El gatopardo, Lampedusa, p. 104
Todos estaban tranquilos y
contentos. Todos, salvo Concetta. Era verdad que había abrazado y besado a
Angelica, e incluso no había querido aceptar que la tratara de “Usted» y le
había propuesto el «Tú» de cuando eran niñas, pero bajo el corpiño azul pálido
latía un corazón atenazado; la violenta sangre de los Salina bullía en su
interior y bajo la lisa frente pululaban ideas de envenenamiento.

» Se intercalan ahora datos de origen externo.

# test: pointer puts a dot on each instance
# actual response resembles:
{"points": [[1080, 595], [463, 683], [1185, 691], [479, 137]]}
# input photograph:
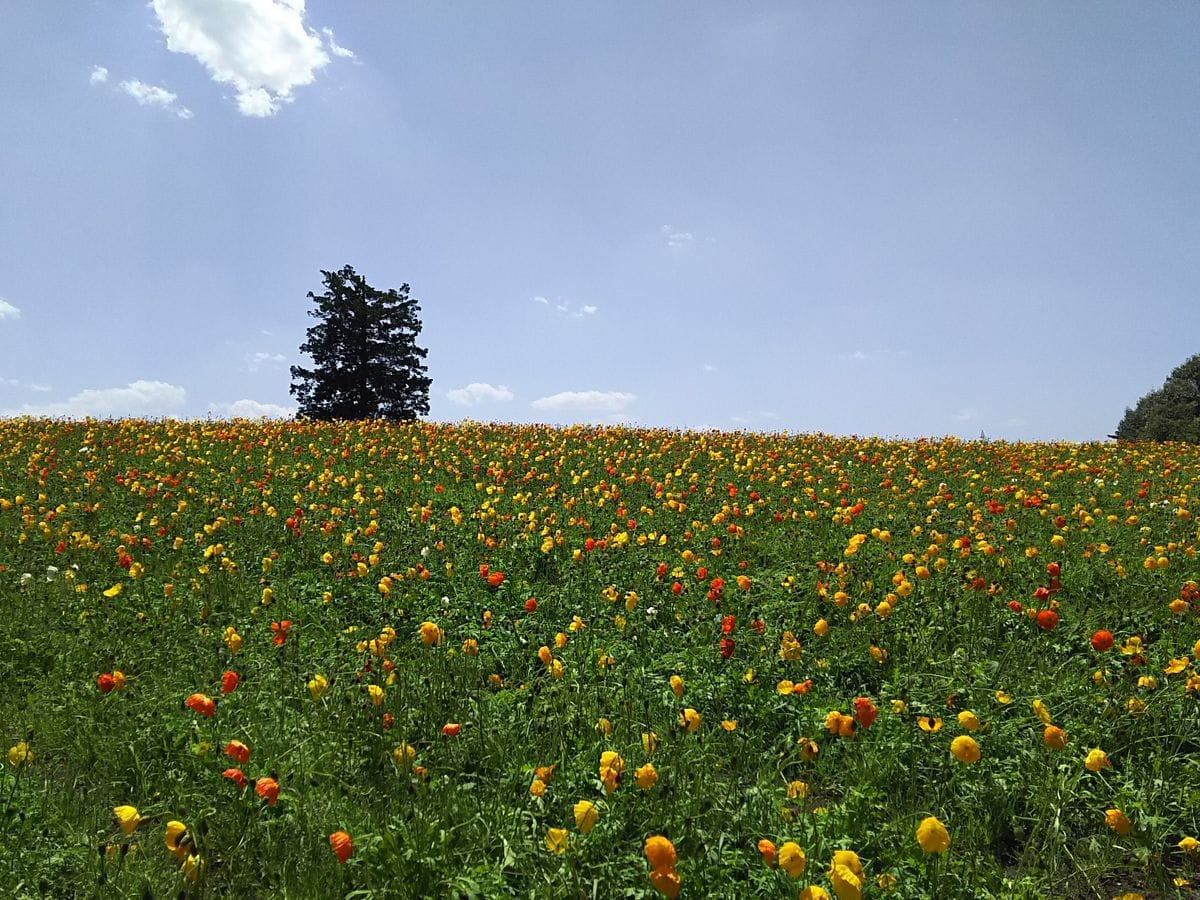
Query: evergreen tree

Tancredi
estaba sentado entre ella y Angelica y con la esmerada solicitud de quien se
siente culpable repartía equitativamente miradas, cortesías y bromas entre
ambas compañeras de mesa; pero Concetta percibía, sentía de un modo instintivo,
la corriente de deseo que pasaba de su primo a la intrusa, y la arruguilla que
tenía entre la frente y la nariz adquiría un aire feroz; su deseo de matar
rivalizaba con su deseo de morir. Como mujer que era, se aferraba a los
detalles: percibía la gracia vulgar del meñique derecho de Angelica, que esta
levantaba cada vez que cogía la copa; percibía el lunar rojizo en la piel del
cuello; percibía el intento, a duras penas contenido, de quitarse con la mano
un trocito de comida que había quedado entre aquellos dientes tan blancos;
percibía aún más intensamente cierta falta de sutileza; y a esos detalles, que
al final eran insignificantes porque acababan consumiéndose en la llama de una
irresistible sensualidad, se aferraba llena
de desconfianza y desesperación, como se aferra a un canalón de plomo el
albañil que ha perdido pie; confiaba en que también Tancredi percibiría con
desagrado aquellas pruebas evidentes de la diferencia de educación. Pero, ¡ay!,
Tancredi ya las había percibido, y en vano. Se dejaba arrastrar por el estímulo
físico que aquella hembra bellísima ofrecía a su ardor juvenil, y también por
la excitación contable -por llamarla así- que la muchacha rica provocaba en su
cerebro de hombre ambicioso y pobre.